I was shocked by the news, and of course I wanted to treat the cancer aggressively; I wanted my life back. I wanted to be with my family. And so I decided to have surgery that would remove half of my left lung. I also underwent four debilitating rounds of chemotherapy.
But when the cancer resurfaced in both lungs 2 years later and was diagnosed as stage 4, I knew that more treatment would diminish my quality of life, not save it. I decided to postpone further treatment, starting a watchful wait with my team of doctors, because I wanted to be an active participant in my own life, not drained dry by the drugs. Around the same time, I made a decision to forgo worry and fear. I chose instead to do what I could to be present and happy in every single moment.
As a kid, I spent a lot of time at my grandparents' dairy farm in upstate New York. There I learned how to be mindful and appreciate life's little joys, like a clear night sky. But then life got in the way, and I began to wear my role as a busy employee, wife, and mother as a badge of honor. Planning for the future became my singular goal; what was happening in the moment took a backseat.
Luckily, it's impossible not to have a monumental shift in perspective when you're dealing with an incurable diagnosis. With it came the realization that nothing is guaranteed, that I needed to slow down and pay attention to what's going on right now.

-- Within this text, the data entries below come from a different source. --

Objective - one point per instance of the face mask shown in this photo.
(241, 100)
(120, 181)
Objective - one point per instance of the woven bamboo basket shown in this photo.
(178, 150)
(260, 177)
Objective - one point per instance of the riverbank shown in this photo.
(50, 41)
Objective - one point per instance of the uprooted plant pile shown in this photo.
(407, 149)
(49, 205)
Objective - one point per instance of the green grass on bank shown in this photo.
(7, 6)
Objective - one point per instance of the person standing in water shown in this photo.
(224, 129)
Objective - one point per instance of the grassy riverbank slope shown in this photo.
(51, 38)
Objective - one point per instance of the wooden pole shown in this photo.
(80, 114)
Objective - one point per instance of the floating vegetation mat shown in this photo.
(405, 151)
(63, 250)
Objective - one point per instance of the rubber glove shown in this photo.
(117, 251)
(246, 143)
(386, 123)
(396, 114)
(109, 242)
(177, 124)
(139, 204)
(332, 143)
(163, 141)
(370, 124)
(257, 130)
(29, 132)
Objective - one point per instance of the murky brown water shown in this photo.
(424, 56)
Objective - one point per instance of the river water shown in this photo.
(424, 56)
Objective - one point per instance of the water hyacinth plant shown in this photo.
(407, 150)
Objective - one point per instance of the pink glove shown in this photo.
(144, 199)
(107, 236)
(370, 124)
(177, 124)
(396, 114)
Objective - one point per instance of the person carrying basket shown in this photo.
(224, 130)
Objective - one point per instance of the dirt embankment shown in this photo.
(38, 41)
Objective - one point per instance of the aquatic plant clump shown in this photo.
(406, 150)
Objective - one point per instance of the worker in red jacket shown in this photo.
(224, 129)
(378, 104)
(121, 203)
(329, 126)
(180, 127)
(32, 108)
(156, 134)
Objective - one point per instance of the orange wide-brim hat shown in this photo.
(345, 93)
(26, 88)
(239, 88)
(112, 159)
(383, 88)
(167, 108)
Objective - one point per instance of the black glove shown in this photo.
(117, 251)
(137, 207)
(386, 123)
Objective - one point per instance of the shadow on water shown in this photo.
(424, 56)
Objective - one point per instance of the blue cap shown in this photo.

So I quit my job and dedicated my energy to the things I love—my family, biking, and gardening. Yes, I've had moments of anxiety. I'd be grocery shopping and start crying, wondering who would be here to take care of my kids. But the present moment served as my touchstone—I could be with them right now.
I decided to put energy toward something worthwhile and began participating in events like half-marathons and the Pan-Massachusetts Challenge bike-a-thon to raise money for lung cancer research and advocacy. Training also became a form of therapy for me. I cried when I ran, I meditated, and I prayed. With every stride, I focused on my inner power. Soon I was completing races I would have thought impossible even when I had two healthy lungs. Each time I crossed a finish line, I felt strong. Being able to do these events while raising money for charity has been a blessing, reminding me that even though I'm sick, I'm still strong and able to help those in need.
In a way, things have changed for the better for me since that painful phone call. I've stopped worrying about what could happen and simply enjoy what is happening. Whereas I could have chosen to sit on a couch and feel sorry for myself, instead I opened my mind and soul to receiving joy.
Staying in the present has allowed me to find happiness, even when facing uncertainty. And living this way has helped me rediscover all the little moments of gratitude that each day has to offer.